Fox (Mondays, 9 p.m. ET)


This drama series follows a batch of first-year residents on their appointed rounds at a Seattle hospital. These people (Jensen Daggett, Harold Pruett, Darryl Fong, Terri Ivens, Donal Logue and Kai Soremekun) are obviously medical tyros. They're far too agonizingly humane and vulnerable to be real doctors.

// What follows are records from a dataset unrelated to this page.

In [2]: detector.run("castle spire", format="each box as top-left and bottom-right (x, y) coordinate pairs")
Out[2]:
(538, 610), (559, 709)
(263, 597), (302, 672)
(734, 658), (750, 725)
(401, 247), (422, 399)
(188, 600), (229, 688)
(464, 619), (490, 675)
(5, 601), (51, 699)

The show borrows a little from everyone, mushing together the code-red intensity of ER with the idiosyncratic humor and heated ethical debates of Chicago Hope as well as the young lust of the syndicated University Hospital. One female resident purrs to another, "Now there's a man I would definitely swap sputum samples with." Because this is Fox, the scripts throw in gags about erections and revealing hospital gowns.

Unfortunately the tepid hodgepodge that results from all these influences is far less than the sum of its borrowings. Providing the show's musk is Vincent Ventresca as a resident supervisor constantly sweeping his long, lank locks out of his eyes. He's a little on the scrawny side to be considered truly buff.

>TUBE: Fox tosses another medical series into the fray with Medicine Ball: Lori Singer throws her virtual self into a technoconfusing world in VR.5

SCREEN: Hideaway is a tale from the cryptic; The Walking Dead staggers as a tribute to black Vietnam grunts; A Great Day in Harlem is a gorgeous portrait of jazz immortals

SONG: Dave Stewart sends his Greetings from the Gutter; Simple Minds offer only simple tunes; John Lee Hooker Chills Out in style

PAGES: Pearson Marx makes a novel debut On the Way to the Venus de Milo; Oliver Sacks profiles An Anthropologist on Mars; Po Bronson unleashes the Bombardiers

>AS IF YOU DON'T HAVE ENOUGH TO worry about with tax time creeping up. In an NBC movie based on actual events, In the Line of Duty: Kidnapped (Sun., March 12, 9 p.m. ET), Dabney Coleman plays an epicurean IRS executive who uses confidential tax records to single out families who would make ideal kidnap victims. (Suddenly that audit doesn't sound half bad.)